Memcord is a privacy-first, self-hosted Model Context Protocol (MCP) server designed to offer AI memory management capabilities without relying on cloud services. It tackles the common challenge of maintaining persistent conversational context across AI sessions by storing memory locally and isolating it per project or slot. This approach ensures that your AI workflows keep context consistent and private, without sending sensitive information to external APIs or cloud storage.
What memcord does and how it manages AI memory
At its core, memcord implements the MCP server protocol with a focus on local-first AI memory. MCP is a protocol that standardizes how AI models access external context resources, enabling modular and composable AI systems. Memcord acts as a backend server providing persistent memory context to AI models or agents.
The architecture uses a slot-based system to isolate memory contexts. Each slot represents a separate context or project workspace, enabling multiple AI workflows to coexist without interfering with each other’s memory.
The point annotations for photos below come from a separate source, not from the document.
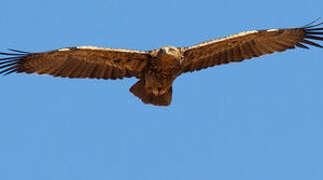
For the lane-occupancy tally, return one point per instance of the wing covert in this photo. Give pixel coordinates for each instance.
(247, 45)
(78, 62)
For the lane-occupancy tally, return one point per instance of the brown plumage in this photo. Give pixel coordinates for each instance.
(157, 69)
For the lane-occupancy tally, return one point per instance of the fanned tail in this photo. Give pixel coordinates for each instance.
(139, 90)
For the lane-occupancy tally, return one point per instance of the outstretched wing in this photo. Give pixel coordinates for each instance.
(247, 45)
(77, 62)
The repository uses Python 3.10+ with a lightweight Python package manager called uv to manage dependencies and virtual environments.
Memcord supports 28 MCP tools, fully compliant with the MCP spec dated 2025-03-26 and 2025-11-25. These tools include various extensions like tool annotations, result-size limits, and progress notifications to enhance AI interactions. On the summarization side, memcord supports four different summarizer backends: nltk, sumy, semantic, and transformers. This allows users to balance between speed and quality in summarization of conversational memory.
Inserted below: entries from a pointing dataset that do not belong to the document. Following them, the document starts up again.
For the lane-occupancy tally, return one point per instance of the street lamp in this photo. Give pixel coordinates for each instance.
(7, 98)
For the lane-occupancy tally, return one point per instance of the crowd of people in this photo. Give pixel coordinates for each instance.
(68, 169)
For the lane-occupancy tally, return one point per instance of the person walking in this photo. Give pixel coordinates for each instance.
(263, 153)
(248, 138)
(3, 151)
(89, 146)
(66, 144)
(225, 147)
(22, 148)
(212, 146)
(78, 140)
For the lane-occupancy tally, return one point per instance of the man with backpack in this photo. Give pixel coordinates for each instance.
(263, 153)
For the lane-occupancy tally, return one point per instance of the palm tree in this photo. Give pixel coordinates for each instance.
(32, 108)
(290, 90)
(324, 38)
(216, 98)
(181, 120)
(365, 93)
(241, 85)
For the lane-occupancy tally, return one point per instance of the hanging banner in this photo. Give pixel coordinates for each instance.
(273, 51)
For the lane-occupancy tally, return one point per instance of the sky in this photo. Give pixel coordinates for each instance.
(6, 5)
One of the clever design choices is the automatic project binding via .memcord files that live in project directories. This means memcord can auto-detect the current project context and activate the corresponding memory slot, streamlining developer workflows.
How the slot resolution priority system improves developer experience
The standout technical feature of memcord is its slot resolution priority system combined with automatic project binding:
- When a memory slot is explicitly specified in a command or API call, memcord uses that slot.
- If no explicit slot is provided, memcord falls back to the “active slot,” which is typically the last used or default slot.
- If neither of the above is set, memcord tries to auto-activate a slot based on the presence of a
.memcordfile in the current working directory or its ancestors.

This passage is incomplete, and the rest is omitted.